A few years ago, I was in a pack and ship store (the type of retail operation offers post office boxes/mail receipt, shipping supplies, ships packages FedEx/UPS, etc.) picking up some mail. At the counter was a delightful, elderly woman with one small, beautifully wrapped holiday package.

She approached the counter and the clerk asked if he could help her. She said, "Yes; I'd like to send this Christmas present to my grandson in Boise, Idaho. Can you tell me how much that would cost?". Recalling his sales training, the young man working the counter went right in for the kill, "sure -- I'm assuming since its a gift its valuable and you want to make sure it gets there, right?". Grandma replied, "yes, I would guess so". And with that, the clerk had the open door to scare the kindly old woman in the hazards of blindly handing Junior's package off to the black hole that is the US Postal Service versus sending the package through the highly-reliable and trackable service of a parcel package carrier.  The whole time, I'm eavesdropping while I pretend to sort the mail from my box.

She seemed very thankful that the clerk had taken such an interest in her and the package's well-being. After her crash course in parcel shipping, she was sold on the value of sending the package UPS. The clerk took the package from her and placed it on the scale. He called out the weight of the small box to her, "Looks like five pounds...from here to Boise would be $65". She seemed bewildered at the price, but knowing that it was important to have the extra care and handling of Brown on her side, she nodded her head. I just about had a coronary.
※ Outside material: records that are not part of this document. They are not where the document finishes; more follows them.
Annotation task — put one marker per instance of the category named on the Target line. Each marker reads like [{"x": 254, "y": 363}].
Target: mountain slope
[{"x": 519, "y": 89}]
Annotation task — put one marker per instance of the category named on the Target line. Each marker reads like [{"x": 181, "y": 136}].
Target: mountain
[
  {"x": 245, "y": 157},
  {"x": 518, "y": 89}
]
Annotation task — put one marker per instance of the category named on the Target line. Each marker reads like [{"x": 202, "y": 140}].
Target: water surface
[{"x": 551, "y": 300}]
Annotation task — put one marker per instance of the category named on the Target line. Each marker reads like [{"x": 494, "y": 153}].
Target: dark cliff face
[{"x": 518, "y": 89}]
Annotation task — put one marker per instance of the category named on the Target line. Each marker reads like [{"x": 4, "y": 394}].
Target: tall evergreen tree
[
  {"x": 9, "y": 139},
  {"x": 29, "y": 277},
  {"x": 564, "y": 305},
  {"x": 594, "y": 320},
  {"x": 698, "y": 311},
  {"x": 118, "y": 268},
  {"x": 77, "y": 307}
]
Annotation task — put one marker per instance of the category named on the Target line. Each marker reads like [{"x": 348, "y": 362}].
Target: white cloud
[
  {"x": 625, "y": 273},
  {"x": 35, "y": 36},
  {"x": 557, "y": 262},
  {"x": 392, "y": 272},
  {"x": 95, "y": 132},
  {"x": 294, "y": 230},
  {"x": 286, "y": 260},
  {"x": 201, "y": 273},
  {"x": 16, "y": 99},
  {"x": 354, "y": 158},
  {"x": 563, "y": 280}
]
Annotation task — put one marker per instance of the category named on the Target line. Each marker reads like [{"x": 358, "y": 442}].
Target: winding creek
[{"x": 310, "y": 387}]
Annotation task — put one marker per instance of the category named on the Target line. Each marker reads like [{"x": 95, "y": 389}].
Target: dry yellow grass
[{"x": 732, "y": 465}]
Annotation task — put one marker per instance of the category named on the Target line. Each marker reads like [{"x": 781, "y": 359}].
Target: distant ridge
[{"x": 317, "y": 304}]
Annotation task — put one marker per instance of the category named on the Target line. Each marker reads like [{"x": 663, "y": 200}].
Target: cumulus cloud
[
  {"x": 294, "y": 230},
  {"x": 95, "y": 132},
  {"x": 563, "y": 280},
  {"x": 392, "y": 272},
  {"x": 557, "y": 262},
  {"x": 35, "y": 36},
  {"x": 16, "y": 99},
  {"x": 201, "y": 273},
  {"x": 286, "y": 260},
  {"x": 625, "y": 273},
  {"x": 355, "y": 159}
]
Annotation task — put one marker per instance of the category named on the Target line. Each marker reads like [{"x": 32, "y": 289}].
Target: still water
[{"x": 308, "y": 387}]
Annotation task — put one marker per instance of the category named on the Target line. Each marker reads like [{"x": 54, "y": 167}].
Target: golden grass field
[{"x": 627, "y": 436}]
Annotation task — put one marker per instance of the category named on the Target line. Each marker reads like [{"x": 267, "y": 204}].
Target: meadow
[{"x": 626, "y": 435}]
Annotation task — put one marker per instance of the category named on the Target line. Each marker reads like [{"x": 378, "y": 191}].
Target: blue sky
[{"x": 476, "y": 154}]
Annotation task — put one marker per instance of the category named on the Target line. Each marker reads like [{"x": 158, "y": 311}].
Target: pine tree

It took everything in me not to come to her rescue, put my arm around her shoulders and escort her outside to safety -- and ship the package on her behalf at about a 90% savings.

To understand the independent pack and ship retail pricing, you need to know that FedEx and UPS provide three levels of pricing: daily rates, retail rates and discounted rates. Simply put, daily rates are undiscounted "list rates" offered to commercial shippers who have a daily UPS pickup. Retail rates are also undiscounted and provided to shippers that do not have a daily pickup with UPS -- in the past, these were also called counter rates. Retail rates are usually 13%, or so, higher than the daily rates. The remainder of the shippers have some carrier agreement in place with UPS and/or FedEx that provide some level of discount from the daily rate based on package volume and spend.

Independent pack and ship facilities -- those not part of the FedEx Office (formerly Kinko's) or UPS Store system -- usually use the retail rate and add a markup to the price. Remember that the retail rate is already 13% higher than the "list" rate published at or The "independents" frequently have discounts with UPS and FedEx and make a significant profit margin between the amount they charge their customers and what the carriers charge them.

Is there a better way?

For the average person needing to ship a package FedEx or UPS, here are some tips to reduce the cost:

  • If you're employer has a daily pickup and relationship with FedEx or UPS, inquire with your managers or mailroom about shipping the package for you (check with your Human Resources department about company policy). Offer to reimburse your employer for the shipment. If you use one of the "user defined" fields when you create the airbill to include your name or other identifying text, it will be quite easy to find that shipment in the billing data from the carrier for reimbursement.
  • Use the US Postal service -- although the tracking isn't as sophisticated as FedEx and UPS, they offer a number of options at a much, much lower rate. For example, Granny's box would have shipped for $4.95 using the Flat Rate Box (inclusive price, no surcharges, boxes and pickup are free).
  • And a tip for reducing the shipping fees for items you order online; look for an option to use your own account number (if you have one). Always try to send the package to a commercial address, such as your place of employment, if given the option. Online retailers will pass on the FedEx and UPS residential delivery surcharge to you when you state your home address as your delivery address.